16

"He said we were going on just a short trip to Vienna and the service had said I could go. I've been on these things before. It's something about a couple looking less suspicious than a single person. That's right, isn't it, Agnes?"

"That's right." Agnes spoke very gently.

"He said he wouldn't have time to get home, it had all been arranged at the last minute and that I should pack for both of us. He told me some special things he wanted." She was lying flat on her bed, staring at the ceiling. The room was darkening as evening crept in, but nobody moved to turn on a light. Maxim had found her a drink and Agnes had rummaged out a packet of tranquilisers from the bottom of her vast handbag, and Inspector Ferris had been chased back to his mouseholing. Now they just listened.

Barbara Masson had a very English elegance and the face you see in society magazines: lean, high cheekbones, a slightly large mouth and very good teeth. That sort ages well, and the silver in her long fair hair suited her. She could have worn pearls to hose out the pig-sty and not look overdressed.

"What special things?" Agnes prompted.

"Oh, two of his newest suits and his favourite ties – quite a lot of them, I thought, and his new shoes and to be sure to bring his best cuff-links.
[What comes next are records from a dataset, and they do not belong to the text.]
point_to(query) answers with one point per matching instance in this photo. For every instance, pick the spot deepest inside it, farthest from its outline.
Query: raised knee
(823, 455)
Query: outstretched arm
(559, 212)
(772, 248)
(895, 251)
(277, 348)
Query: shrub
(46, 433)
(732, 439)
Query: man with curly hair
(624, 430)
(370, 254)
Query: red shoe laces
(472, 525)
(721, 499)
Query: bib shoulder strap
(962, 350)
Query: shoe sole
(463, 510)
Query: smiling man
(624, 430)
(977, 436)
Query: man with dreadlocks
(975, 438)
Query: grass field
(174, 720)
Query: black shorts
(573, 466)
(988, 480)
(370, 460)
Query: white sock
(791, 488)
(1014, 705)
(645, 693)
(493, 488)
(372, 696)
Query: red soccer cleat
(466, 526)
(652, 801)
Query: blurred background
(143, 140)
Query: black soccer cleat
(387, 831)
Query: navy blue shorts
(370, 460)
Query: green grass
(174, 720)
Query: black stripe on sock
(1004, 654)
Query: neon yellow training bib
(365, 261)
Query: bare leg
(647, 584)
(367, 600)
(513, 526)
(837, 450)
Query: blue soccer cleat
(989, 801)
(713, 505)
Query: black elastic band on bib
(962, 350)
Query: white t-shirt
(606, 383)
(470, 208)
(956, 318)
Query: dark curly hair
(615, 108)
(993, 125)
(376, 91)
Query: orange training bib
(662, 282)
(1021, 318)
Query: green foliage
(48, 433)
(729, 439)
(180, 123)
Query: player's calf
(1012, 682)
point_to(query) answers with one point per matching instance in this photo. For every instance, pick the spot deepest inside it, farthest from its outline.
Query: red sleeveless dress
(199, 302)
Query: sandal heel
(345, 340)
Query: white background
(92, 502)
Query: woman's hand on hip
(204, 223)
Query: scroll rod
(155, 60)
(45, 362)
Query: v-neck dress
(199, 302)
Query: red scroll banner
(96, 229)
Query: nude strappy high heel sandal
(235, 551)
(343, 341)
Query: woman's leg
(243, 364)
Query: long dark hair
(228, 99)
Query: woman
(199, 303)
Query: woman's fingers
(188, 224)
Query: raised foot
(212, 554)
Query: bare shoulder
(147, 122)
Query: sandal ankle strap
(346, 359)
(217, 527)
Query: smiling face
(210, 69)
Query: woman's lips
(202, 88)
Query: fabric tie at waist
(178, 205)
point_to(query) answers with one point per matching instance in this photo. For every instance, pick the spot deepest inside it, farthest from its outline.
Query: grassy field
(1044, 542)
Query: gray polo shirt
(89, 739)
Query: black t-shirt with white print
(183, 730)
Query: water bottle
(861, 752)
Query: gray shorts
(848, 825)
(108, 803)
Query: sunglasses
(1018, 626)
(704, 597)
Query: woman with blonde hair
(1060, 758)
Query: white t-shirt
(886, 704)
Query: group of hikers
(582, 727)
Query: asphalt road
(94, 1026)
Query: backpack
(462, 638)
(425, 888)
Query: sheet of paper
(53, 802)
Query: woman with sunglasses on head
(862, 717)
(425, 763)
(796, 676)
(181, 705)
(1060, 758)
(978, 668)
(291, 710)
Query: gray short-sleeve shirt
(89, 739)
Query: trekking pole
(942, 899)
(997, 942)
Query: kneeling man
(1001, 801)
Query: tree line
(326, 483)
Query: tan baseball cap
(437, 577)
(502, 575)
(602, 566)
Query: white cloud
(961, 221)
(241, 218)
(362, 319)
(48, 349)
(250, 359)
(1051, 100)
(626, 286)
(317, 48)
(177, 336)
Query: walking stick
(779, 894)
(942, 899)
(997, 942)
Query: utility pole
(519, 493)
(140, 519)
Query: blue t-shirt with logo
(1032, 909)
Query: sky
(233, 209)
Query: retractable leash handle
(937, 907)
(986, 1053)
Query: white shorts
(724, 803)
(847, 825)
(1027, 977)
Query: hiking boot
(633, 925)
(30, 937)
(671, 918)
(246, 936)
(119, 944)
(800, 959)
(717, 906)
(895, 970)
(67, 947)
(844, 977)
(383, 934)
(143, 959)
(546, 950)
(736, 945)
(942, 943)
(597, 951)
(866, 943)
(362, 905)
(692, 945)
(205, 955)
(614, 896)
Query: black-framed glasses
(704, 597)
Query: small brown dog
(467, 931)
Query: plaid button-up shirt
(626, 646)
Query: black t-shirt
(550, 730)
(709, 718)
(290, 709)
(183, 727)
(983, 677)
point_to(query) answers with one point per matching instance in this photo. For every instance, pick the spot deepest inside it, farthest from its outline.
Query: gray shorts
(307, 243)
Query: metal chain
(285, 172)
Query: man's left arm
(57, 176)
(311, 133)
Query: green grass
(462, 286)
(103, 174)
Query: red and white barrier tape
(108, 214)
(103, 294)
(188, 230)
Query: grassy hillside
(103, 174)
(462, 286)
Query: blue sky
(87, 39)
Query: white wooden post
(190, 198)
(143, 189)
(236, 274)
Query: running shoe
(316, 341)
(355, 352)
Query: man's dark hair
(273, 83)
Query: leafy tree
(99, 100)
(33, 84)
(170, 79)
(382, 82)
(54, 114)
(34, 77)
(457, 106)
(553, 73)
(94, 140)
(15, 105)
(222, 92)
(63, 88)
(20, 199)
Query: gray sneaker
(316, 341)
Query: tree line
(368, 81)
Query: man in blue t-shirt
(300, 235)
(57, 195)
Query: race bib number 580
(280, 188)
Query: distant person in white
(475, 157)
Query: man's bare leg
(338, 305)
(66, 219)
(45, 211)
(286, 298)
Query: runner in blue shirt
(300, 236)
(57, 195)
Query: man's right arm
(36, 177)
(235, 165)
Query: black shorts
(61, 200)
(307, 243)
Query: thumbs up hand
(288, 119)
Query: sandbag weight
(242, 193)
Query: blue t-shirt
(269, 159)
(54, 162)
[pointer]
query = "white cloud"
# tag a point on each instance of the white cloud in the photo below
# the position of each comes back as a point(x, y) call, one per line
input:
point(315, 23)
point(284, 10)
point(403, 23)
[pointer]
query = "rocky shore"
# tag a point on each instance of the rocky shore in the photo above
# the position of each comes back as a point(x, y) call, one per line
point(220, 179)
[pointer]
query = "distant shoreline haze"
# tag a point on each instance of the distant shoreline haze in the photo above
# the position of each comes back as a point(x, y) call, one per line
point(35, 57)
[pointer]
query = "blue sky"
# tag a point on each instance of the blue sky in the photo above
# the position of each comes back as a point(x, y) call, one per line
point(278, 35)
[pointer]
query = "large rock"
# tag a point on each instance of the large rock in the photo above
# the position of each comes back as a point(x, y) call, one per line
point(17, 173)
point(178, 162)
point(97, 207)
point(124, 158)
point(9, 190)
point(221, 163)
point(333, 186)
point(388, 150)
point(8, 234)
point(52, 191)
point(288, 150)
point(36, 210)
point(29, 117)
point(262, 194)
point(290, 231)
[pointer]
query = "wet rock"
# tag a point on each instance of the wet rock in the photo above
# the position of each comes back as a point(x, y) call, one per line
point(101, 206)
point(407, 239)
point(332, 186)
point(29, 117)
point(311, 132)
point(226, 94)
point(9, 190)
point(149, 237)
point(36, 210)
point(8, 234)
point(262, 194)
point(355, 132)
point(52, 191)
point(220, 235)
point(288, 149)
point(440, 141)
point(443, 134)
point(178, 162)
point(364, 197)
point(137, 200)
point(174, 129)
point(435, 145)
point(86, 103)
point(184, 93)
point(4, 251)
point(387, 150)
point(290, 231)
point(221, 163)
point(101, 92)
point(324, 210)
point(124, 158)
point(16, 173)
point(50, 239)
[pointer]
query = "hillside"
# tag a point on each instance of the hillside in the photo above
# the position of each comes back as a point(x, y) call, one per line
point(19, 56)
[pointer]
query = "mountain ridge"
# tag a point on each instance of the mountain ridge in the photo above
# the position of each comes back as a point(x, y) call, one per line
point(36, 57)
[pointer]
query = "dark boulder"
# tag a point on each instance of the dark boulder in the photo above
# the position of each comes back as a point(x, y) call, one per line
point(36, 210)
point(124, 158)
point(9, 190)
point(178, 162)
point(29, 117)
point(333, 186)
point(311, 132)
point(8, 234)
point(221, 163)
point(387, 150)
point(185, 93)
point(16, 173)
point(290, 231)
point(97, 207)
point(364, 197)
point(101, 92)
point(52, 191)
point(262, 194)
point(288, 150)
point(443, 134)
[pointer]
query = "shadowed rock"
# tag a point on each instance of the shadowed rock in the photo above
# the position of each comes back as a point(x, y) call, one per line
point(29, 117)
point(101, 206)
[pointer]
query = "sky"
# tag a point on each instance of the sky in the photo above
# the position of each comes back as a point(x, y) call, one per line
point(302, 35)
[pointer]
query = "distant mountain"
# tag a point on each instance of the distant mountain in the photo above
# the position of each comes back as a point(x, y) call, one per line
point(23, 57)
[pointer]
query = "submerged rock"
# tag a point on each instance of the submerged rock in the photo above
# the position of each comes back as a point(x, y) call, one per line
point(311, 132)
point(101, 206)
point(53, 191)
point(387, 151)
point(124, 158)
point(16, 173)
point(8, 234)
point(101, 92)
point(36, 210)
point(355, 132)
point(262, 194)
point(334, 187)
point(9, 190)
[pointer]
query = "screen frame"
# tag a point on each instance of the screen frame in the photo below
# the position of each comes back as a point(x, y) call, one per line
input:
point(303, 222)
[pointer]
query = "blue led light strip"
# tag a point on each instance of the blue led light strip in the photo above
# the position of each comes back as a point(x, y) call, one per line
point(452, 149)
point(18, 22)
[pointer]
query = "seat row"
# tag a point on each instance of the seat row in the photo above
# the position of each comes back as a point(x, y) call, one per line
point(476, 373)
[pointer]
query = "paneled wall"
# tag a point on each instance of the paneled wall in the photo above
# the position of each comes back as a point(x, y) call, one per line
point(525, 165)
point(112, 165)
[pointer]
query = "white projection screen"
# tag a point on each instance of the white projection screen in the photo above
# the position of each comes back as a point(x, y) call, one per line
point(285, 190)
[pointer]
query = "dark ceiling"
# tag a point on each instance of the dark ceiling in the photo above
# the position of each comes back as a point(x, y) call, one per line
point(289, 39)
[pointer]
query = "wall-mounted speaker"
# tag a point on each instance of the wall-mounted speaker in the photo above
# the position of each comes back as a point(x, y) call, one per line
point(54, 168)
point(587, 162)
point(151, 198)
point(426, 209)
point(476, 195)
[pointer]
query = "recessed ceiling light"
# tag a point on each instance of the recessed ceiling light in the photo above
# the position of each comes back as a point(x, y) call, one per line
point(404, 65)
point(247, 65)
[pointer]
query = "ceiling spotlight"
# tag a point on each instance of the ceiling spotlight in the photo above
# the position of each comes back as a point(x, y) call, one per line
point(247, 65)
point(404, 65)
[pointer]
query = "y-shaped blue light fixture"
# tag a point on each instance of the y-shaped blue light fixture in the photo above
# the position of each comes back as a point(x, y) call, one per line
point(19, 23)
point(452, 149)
And he wanted the two little cameras. It all sounded rather grand for a two-day jaunt, but I didn't suspect anything." Her voice was a Knightsbridge flute that frequently hit awoid fortissimo.

"Two cameras?" Agnes asked. But of course Masson would need two, no professional dared trust only one. And he had certainly been a professional photographer.

"Yes, one of them was mine, he gave me it. But I never really liked it. It was too small and fiddly. He borrowed it sometimes."

"So you took both."

"That's right. Well, when I got to Heathrow, he gave me a new passport. It had my picture in it, I don't know where he got that, and it said I was Margaret Franklin. I'd never seen it before, of course, but it had quite a lot of stamps and visas in it as if I'd got to all these places." She lifted her head to stare at Agnes. "I thought it was the service who'd done it, but it must have really been them? "

"They're good at their job."

"Yes." It was a sigh. Mrs Masson let her head fall back. "Actually, I was quite excited, being somebody else, somebody unreal. A bit like taking over from Sarah Bernhardt and making an absolute wow of it." She giggled and waved an arm in a gesture slightly unstrung by vermouth and tranquilisers and probably lack of sleep. An empty glass thumped onto the carpet but didn't break. Nobody moved.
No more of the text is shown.